Steuerliche Mehrbelastungen bei der Einkommensteuer –gerade für Geringverdiener- wird es mit der FDP nicht geben. Jedoch ist es vorstellbar, dass im Rahmen eines groß angelegten Subventionsabbaus zur Streichung von Steuervergünstigungen kommt. Gerade der Bereich der ermäßigten Mehrwertsteuersätze muss dringend überarbeitet werden. Es ist nicht vertretbar, dass Babywindeln mit 19% besteuert werden und edle Rennpferde mit 7%. Hier bietet die Krise auch eine Chance, Ungerechtigkeiten und Wildwuchs im Steuersystem zu reduzieren.
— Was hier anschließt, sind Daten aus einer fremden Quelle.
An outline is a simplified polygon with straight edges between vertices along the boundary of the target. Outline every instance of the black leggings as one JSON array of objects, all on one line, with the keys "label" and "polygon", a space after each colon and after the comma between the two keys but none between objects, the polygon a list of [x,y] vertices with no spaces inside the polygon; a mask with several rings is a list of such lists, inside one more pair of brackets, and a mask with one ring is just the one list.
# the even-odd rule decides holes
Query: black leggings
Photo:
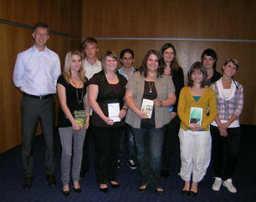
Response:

Unverzichtbar ist ebenfalls eine Beteiligung all derer an den Kosten der Krise, die auf Kosten der Steuerzahler spekuliert und Gewinne gemacht haben. Der Zusammenhang zwischen Risiko und Verantwortung muss gerade auch bei Finanzgeschäften wieder hergestellt und sichtbar werden. Über die geplante Bankenabgabe hinaus müssen die Verursacher der Krise zu deren Bewältigung herangezogen werden. Die FDP unterstützt daher auch die Einführung einer Finanzmarktsteuer. Die Fraktionen von FDP und Union forderten die Bundesregierung auf, für eine europäische/ globale Finanzmarktsteuer einzutreten, um die Marktakteure stärker an den Kosten der Finanzkrise zu beteiligen.